I'm not sure if anyone will be able to suggest anything but I'm at the stage where I feel like anything is worth a try.
FTM to DD 18 weeks and I'm feeling mentally, physically and emotionally worn out. My friends who are also on mat leave seem to be enjoying it, I just feel like I must be missing something. People keep saying it gets easier but so far it just seems to get harder.
DD is EBF and she feeds at least 14 times a day, it's impossible to express to get a break because I'm always feeding her. I've been told my supply is more than adequate.
Trying to make her sleep is like pulling teeth, I often spend the whole evening in the bedroom with her, which makes eating dinner and doing anything for me very difficult.

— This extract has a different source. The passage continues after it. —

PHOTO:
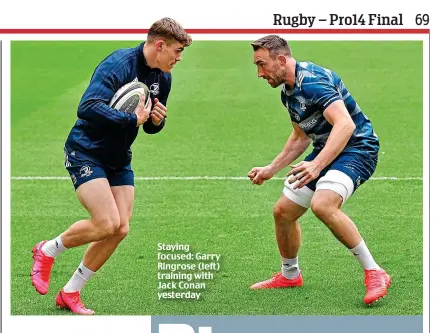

I can't remember the last time I watched any tv. There is no reliable way to make her nap. She might sleep for up to 3/4 hr stretches at night but equally might be up 8 times a night. I'm starting to feel like there's no point going out in case I can persuade her to nap. I've tried co sleeping although it's not something I'm keen on but I found the recommended position too uncomfortable to get much sleep.
DH tries to help but he's a shift worker with long hours, and it feels like there's not much he can do when it's always boob she wants. I have no idea when we last DTD... My mum and other relatives do what they can but again there's only so much they can do. They often stress me out with advice like "just wean her early and everything will be ok." I know they're well meaning because they literally dote on DD but it still frustrates me.
She won't tolerate more than 5-10 mins not being held during the day and doesn't seem to like the sling now. I've ordered a carrier to try instead in case that helps. It feels like most of the day she is either crying or feeding, which makes me sad because I feel I can't be meeting her needs somehow and I just want her to be happy.
Thanks if you managed to read all of this and in advance for any advice!